As escolas de samba, cuja organização pioneira, a “Deixa falar” do Estácio, saíra pela primeira vez em 1929, recebem elogio de Orestes ao afirmar que as “escolas de samba de hoje são organizações perfeitas”. Na página 28, duas menções fundamentais para o moderno samba urbano: o Estácio e o compositor Newton Bastos, coautor de Se você jurar. Na página seguinte os famosos versos que fazem a história da polêmica do que seria o primeiro samba, envolvendo Donga e Ismael Silva, visto na época como “encrenca feia”, disputa reacendida por Sérgio Cabral décadas mais tarde:

“Se você jurar,
que me tem amor,
eu não posso me regerar.
Mas se é para fingir, mulher,
a orgia assim não vou deixar”.

Desde essa época, nos fica certo qual incertos eram os parâmetros definidores do gênero, na discussão do “primeiro samba”: Jura, Pelo Telefone, Faceira? O diálogo promovido nos anos 1960 por Sérgio Cabral, décadas depois da famosa polêmica sobre o “primeiro samba”, entre Donga e I. Silva, vinda dos tempos heroicos dos inícios da profissionalização do artista popular, outro tema de Orestes, fica claro que a questão ainda persistia. À pergunta sobre o verdadeiro samba, eles respondem: Donga: Ué. Samba é isso, já muito tempo; [canta Pelo Telefone].

Ismael: Isso é maxixe.
Donga: Então o que é samba?  
Ismael canta: Se você jurar.
Donga: Isso não é samba. É marcha.

O próprio Donga, em entrevista para o MIS do RJ, afirma: “fiz [Pelo Telefone] não procurando me afastar muito do maxixe, música que estava bastante em voga”. A disputa entre os dois gêneros, além da questão musical de natureza rítmica, buscava razões práticas. Os sambas amaxixados, com o movimento dos braços e do corpo para as laterais, “eram bons para dançar” em recintos fechados, mas “ruins para dançar e caminhar”, conforme exigiam os novos tempos que começavam a favorecer sua prática em lugares públicos.
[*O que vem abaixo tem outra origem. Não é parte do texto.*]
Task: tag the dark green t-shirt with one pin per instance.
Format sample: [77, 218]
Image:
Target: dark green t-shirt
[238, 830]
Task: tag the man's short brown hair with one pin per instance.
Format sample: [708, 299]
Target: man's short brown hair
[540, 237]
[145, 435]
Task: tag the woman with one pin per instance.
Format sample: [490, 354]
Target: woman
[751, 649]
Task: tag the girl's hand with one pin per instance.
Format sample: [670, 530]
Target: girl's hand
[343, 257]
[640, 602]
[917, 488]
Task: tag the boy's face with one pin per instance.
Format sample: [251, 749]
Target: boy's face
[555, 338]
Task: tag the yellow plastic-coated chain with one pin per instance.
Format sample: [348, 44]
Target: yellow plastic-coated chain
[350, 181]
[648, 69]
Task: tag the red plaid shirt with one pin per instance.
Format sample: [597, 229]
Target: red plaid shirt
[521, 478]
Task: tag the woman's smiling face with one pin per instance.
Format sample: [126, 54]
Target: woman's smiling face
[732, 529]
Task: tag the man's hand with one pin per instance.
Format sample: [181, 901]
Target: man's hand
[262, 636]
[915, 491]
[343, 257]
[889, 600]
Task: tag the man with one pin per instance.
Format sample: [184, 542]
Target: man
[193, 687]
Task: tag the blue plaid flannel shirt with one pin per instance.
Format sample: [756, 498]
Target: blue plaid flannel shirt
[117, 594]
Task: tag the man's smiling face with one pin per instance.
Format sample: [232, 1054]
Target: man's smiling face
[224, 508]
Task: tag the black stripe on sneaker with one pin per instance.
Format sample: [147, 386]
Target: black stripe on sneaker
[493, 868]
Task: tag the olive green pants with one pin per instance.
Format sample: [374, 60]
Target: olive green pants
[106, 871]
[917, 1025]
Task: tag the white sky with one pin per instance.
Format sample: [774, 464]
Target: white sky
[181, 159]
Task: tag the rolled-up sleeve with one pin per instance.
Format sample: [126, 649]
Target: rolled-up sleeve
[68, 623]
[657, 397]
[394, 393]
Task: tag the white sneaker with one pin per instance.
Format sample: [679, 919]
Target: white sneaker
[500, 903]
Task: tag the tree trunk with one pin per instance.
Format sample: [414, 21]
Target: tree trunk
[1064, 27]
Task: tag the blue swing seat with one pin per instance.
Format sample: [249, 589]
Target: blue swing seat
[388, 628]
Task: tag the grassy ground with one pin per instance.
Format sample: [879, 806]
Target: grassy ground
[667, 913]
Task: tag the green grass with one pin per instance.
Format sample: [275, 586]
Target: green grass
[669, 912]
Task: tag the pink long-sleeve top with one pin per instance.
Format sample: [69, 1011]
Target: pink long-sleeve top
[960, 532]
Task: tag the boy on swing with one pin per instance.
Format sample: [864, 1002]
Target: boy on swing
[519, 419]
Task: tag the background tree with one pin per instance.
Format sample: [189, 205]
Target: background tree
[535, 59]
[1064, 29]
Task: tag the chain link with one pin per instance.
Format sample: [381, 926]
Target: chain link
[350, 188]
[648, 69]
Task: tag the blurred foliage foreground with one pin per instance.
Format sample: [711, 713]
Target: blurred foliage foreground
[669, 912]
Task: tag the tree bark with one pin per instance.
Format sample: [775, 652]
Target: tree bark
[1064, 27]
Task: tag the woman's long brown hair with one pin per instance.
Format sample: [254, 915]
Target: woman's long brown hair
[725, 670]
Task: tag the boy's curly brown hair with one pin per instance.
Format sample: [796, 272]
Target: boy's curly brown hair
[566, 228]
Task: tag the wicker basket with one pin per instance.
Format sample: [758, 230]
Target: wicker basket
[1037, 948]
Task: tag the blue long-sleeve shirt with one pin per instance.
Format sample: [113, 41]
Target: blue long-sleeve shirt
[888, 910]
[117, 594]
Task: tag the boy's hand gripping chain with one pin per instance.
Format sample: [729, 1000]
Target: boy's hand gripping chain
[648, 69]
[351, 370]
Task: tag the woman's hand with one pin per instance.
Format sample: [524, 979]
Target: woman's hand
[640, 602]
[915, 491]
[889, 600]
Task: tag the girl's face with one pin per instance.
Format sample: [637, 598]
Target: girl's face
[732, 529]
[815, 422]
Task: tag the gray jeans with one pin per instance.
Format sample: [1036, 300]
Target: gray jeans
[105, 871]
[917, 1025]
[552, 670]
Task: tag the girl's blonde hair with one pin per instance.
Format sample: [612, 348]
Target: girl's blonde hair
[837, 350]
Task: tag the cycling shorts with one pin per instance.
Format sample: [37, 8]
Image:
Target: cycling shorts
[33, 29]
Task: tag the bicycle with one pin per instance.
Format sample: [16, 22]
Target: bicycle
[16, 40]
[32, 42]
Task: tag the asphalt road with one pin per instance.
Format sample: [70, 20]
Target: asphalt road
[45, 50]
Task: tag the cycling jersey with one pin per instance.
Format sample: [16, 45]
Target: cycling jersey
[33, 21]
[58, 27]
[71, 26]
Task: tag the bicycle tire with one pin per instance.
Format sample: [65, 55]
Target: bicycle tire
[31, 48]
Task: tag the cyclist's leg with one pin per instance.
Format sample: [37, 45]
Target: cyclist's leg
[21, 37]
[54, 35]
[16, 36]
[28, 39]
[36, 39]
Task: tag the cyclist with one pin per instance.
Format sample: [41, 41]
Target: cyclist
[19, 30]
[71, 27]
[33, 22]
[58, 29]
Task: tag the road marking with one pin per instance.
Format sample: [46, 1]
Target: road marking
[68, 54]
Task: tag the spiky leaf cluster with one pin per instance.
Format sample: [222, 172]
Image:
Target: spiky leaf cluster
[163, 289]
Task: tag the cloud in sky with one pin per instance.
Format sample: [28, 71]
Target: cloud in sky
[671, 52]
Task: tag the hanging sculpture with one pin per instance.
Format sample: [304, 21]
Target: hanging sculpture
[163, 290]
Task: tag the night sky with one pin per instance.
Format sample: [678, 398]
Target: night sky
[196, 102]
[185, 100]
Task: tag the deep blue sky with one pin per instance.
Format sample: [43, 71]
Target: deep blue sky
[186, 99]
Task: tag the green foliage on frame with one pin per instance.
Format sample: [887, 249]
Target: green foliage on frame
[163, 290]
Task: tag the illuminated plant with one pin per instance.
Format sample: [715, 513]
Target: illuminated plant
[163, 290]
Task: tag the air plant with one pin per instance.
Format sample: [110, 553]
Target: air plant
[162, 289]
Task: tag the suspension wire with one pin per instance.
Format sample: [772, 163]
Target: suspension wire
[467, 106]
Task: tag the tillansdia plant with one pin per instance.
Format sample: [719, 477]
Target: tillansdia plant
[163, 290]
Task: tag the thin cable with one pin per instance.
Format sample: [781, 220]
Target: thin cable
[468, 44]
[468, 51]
No diálogo, diz ainda Ismael: “a gente precisava de um samba para movimentar os braços para a frente e para trás durante o desfile”. Babau da Mangueira sintetiza a necessidade do novo gênero, um tipo de samba próprio para ser dançado e cantado ao mesmo tempo no cortejo: era samba de sambar. Surge a síncope do moderno samba urbano, tema que irá atrair a consideração e a pena de vários autores.
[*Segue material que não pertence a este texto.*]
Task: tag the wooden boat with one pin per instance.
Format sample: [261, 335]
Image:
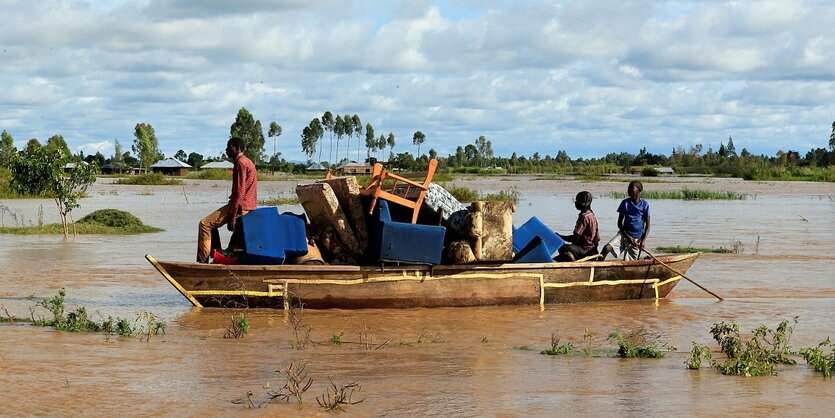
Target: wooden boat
[353, 287]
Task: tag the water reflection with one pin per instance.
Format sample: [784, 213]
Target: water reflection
[461, 362]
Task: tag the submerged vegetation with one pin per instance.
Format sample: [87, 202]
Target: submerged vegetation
[103, 221]
[144, 327]
[688, 249]
[280, 199]
[637, 343]
[683, 194]
[758, 356]
[467, 195]
[149, 179]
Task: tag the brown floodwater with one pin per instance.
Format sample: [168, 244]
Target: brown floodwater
[448, 361]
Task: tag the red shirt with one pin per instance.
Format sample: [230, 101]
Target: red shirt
[586, 230]
[244, 184]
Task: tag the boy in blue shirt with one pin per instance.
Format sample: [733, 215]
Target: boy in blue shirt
[633, 225]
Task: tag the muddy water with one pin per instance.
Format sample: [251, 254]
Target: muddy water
[459, 362]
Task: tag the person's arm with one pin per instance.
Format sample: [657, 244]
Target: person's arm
[234, 197]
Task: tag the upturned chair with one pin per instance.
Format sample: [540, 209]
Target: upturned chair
[397, 189]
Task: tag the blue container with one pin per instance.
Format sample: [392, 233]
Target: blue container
[534, 252]
[531, 229]
[403, 242]
[271, 238]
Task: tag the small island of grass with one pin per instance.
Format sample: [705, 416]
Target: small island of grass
[104, 222]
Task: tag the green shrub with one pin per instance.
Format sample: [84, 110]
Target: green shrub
[758, 356]
[111, 217]
[149, 179]
[819, 360]
[638, 343]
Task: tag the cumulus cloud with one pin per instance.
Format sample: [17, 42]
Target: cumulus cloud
[539, 76]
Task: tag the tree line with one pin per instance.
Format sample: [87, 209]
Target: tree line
[476, 156]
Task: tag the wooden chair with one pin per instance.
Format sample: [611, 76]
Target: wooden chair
[398, 189]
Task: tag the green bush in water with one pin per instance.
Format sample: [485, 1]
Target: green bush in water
[112, 217]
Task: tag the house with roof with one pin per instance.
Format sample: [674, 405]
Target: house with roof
[68, 167]
[171, 167]
[219, 165]
[317, 167]
[353, 168]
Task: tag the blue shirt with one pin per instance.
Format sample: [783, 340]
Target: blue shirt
[635, 215]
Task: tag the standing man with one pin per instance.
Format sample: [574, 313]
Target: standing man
[633, 225]
[243, 199]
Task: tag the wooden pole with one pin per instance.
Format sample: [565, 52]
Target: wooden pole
[681, 274]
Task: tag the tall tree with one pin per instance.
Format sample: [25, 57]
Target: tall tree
[249, 130]
[274, 133]
[730, 149]
[7, 149]
[195, 160]
[418, 139]
[390, 142]
[832, 138]
[381, 145]
[355, 120]
[484, 148]
[328, 124]
[340, 127]
[117, 161]
[370, 141]
[146, 145]
[42, 172]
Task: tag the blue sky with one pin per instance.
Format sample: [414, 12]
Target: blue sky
[588, 77]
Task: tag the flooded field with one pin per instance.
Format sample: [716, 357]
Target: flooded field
[450, 361]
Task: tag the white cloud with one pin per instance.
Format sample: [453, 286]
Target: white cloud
[539, 76]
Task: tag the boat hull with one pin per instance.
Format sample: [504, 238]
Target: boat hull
[357, 287]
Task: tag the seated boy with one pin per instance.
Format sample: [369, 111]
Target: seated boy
[583, 241]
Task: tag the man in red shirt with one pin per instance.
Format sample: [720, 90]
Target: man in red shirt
[243, 199]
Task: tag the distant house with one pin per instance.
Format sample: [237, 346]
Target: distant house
[354, 168]
[70, 166]
[662, 171]
[111, 168]
[219, 165]
[171, 167]
[317, 167]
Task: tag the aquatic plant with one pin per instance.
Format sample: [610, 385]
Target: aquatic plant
[297, 382]
[637, 343]
[280, 199]
[683, 194]
[341, 396]
[758, 356]
[148, 326]
[77, 321]
[463, 194]
[509, 195]
[689, 249]
[238, 326]
[558, 349]
[426, 337]
[698, 353]
[818, 359]
[104, 221]
[149, 179]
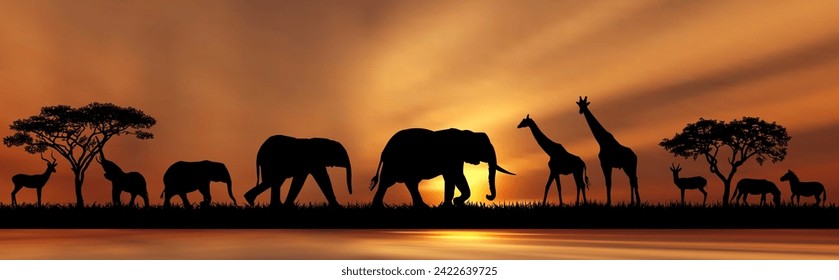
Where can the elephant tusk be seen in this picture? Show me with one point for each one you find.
(502, 170)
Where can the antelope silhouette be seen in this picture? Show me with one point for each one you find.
(612, 155)
(689, 183)
(561, 162)
(36, 182)
(798, 188)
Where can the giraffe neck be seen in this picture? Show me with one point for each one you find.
(602, 136)
(546, 144)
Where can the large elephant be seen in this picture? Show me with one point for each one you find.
(416, 154)
(132, 182)
(281, 157)
(184, 177)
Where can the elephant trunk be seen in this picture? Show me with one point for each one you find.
(230, 190)
(491, 195)
(493, 164)
(493, 167)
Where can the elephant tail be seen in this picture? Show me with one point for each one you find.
(375, 179)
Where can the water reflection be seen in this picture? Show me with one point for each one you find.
(419, 244)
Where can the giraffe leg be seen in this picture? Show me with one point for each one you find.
(547, 188)
(607, 175)
(633, 184)
(581, 186)
(558, 188)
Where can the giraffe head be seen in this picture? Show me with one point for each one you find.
(526, 122)
(583, 103)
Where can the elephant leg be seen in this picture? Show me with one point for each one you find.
(185, 200)
(448, 191)
(413, 189)
(379, 197)
(294, 190)
(633, 185)
(39, 196)
(250, 195)
(14, 195)
(462, 186)
(607, 176)
(205, 192)
(325, 185)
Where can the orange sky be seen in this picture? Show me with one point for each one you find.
(222, 76)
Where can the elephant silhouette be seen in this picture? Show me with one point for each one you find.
(132, 182)
(184, 177)
(281, 157)
(416, 154)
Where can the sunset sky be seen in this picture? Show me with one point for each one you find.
(222, 76)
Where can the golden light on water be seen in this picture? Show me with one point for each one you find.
(420, 244)
(221, 76)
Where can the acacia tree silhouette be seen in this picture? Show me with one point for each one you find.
(78, 134)
(746, 138)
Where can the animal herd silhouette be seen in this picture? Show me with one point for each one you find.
(410, 156)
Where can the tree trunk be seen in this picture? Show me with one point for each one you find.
(79, 180)
(726, 192)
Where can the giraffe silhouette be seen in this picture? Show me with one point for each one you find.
(612, 155)
(561, 162)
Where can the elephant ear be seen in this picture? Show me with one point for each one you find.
(470, 148)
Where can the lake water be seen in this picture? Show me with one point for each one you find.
(419, 244)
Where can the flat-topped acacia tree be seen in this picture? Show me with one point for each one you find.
(78, 134)
(746, 138)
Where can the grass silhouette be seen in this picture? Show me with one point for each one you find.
(471, 216)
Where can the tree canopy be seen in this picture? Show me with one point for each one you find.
(78, 134)
(744, 139)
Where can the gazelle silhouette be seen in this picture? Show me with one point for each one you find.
(36, 182)
(798, 188)
(689, 183)
(612, 155)
(561, 162)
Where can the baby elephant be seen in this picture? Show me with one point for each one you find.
(132, 182)
(184, 177)
(762, 187)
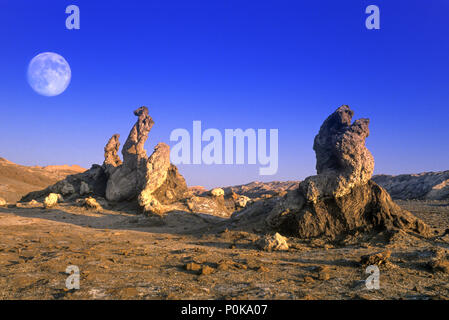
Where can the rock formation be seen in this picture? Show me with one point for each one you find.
(341, 199)
(343, 161)
(128, 179)
(111, 158)
(153, 182)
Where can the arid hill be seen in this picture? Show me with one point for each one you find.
(424, 186)
(17, 180)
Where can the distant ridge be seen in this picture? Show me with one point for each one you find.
(17, 180)
(426, 185)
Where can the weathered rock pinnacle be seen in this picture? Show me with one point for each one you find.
(111, 157)
(341, 199)
(343, 161)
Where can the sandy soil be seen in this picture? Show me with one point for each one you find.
(122, 255)
(17, 180)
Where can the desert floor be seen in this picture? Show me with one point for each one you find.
(122, 255)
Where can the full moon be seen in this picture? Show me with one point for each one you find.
(49, 74)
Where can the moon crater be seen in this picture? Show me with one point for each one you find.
(49, 74)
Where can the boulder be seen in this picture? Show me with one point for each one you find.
(341, 199)
(51, 200)
(343, 161)
(92, 203)
(274, 242)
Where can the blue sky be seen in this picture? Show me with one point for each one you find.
(231, 64)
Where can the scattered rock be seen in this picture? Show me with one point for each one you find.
(92, 204)
(439, 262)
(205, 270)
(439, 265)
(274, 242)
(262, 269)
(380, 258)
(84, 188)
(192, 266)
(51, 200)
(217, 192)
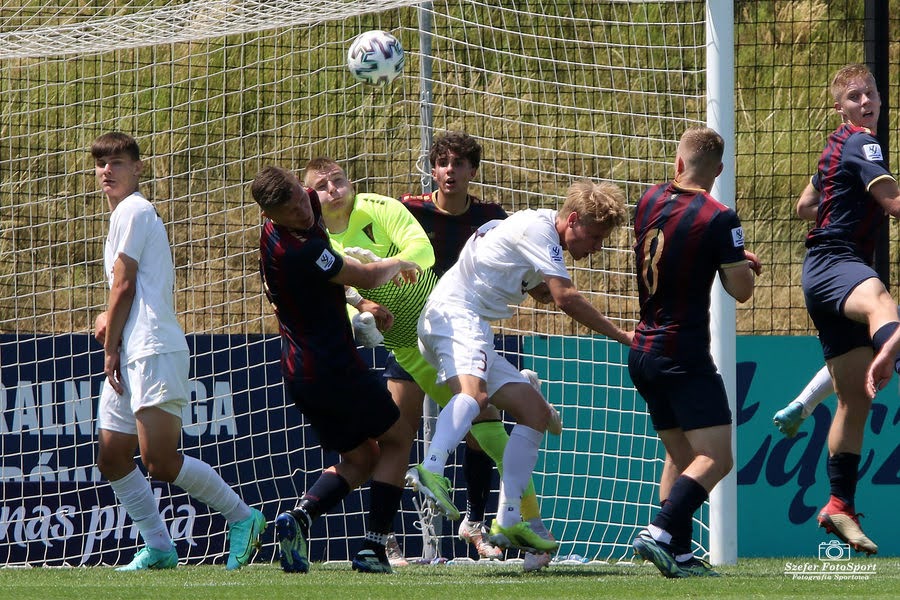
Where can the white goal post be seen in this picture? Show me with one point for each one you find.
(215, 89)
A personagem dessa época mais reverenciada por Orestes foi João Batista da Silva, Sinhô.

“Mulato disfarçado, esguio e boêmio, em um
Extraordinário valor.
O Jura foi uma consagração:
‘Jura, jura,
Pelo Senhor…’”

Orestes Barbosa cita ainda as canções Cansei Gosto que me enrosco de Sinhô.
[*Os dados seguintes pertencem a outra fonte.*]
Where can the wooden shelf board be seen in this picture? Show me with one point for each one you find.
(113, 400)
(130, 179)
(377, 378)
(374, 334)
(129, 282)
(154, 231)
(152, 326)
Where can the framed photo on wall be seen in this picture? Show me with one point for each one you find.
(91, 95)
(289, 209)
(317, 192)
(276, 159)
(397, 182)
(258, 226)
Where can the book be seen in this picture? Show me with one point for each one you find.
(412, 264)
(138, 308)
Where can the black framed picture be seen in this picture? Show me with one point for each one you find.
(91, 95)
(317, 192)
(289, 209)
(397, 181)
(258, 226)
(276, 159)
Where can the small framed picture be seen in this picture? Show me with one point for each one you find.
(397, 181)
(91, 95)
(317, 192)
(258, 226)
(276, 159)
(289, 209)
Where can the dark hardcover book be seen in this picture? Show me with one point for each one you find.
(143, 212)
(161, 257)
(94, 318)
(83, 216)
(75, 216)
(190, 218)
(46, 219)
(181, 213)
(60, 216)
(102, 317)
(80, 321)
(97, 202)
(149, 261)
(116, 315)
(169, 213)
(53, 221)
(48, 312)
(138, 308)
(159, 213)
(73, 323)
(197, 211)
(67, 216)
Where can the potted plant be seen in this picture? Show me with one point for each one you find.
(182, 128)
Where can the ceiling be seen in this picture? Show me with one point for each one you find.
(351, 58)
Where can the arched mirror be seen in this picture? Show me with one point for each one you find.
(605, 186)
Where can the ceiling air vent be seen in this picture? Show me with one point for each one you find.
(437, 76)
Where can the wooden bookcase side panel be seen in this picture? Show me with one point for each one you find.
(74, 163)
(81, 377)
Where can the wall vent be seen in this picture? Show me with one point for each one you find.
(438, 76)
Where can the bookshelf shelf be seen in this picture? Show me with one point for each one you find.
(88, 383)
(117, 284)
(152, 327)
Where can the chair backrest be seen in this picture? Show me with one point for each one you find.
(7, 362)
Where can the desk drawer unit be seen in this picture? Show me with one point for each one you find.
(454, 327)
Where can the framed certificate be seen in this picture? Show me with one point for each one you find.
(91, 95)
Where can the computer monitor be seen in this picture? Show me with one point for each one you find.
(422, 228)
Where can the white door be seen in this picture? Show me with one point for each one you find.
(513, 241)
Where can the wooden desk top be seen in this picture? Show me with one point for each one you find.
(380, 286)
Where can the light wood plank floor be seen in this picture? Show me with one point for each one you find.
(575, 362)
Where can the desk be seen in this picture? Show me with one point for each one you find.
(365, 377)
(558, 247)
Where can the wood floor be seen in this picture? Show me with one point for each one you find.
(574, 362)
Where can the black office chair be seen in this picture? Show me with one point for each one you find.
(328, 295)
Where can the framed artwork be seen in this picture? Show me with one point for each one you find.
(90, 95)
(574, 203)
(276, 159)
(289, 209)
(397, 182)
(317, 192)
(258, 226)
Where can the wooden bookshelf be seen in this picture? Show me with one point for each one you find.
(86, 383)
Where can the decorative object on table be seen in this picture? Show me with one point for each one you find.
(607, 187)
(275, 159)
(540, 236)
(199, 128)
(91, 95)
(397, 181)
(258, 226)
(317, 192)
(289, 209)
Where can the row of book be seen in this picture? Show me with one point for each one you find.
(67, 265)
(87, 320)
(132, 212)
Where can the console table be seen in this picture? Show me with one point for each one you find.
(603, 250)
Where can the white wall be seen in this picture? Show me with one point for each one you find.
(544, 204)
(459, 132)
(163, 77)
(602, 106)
Numa página de poucas frases, típica de seu estilo telegráfico, Orestes Barbosa cita o título da canção: Um sou eu, o outro não sei quem é, menção ao samba de Sinhô que se envolve em mais uma encrenca sobre a autoria. Sinhô teria auto atribuído o título “Rei do samba”, o que não agradou a outros autores. Na época, com as chances de se profissionalizar, cada um buscava demarcar seus territórios: o samba como gênero bem definido e a individualidade autoral de sua criação.

7.

A briga em torno de Pelo Telefone havia provocado o primeiro dissenso grave entre eles, apartados agora em dois grupos: a turma do Donga x a turma do Sinhô, inspirando composições com mútuos ataques. Sinhô, referindo aos frequentadores da casa da famosa baiana, Tia Ciata, na Pequena África, cujas festas costumavam se prolongar por mais de uma semana, lança no carnaval de 1918, Quem são eles? também conhecida como A Bahia é boa terra, logo seguida com a explícitaprovocação Ela lá e eu aqui, com clara intenção de retaliação.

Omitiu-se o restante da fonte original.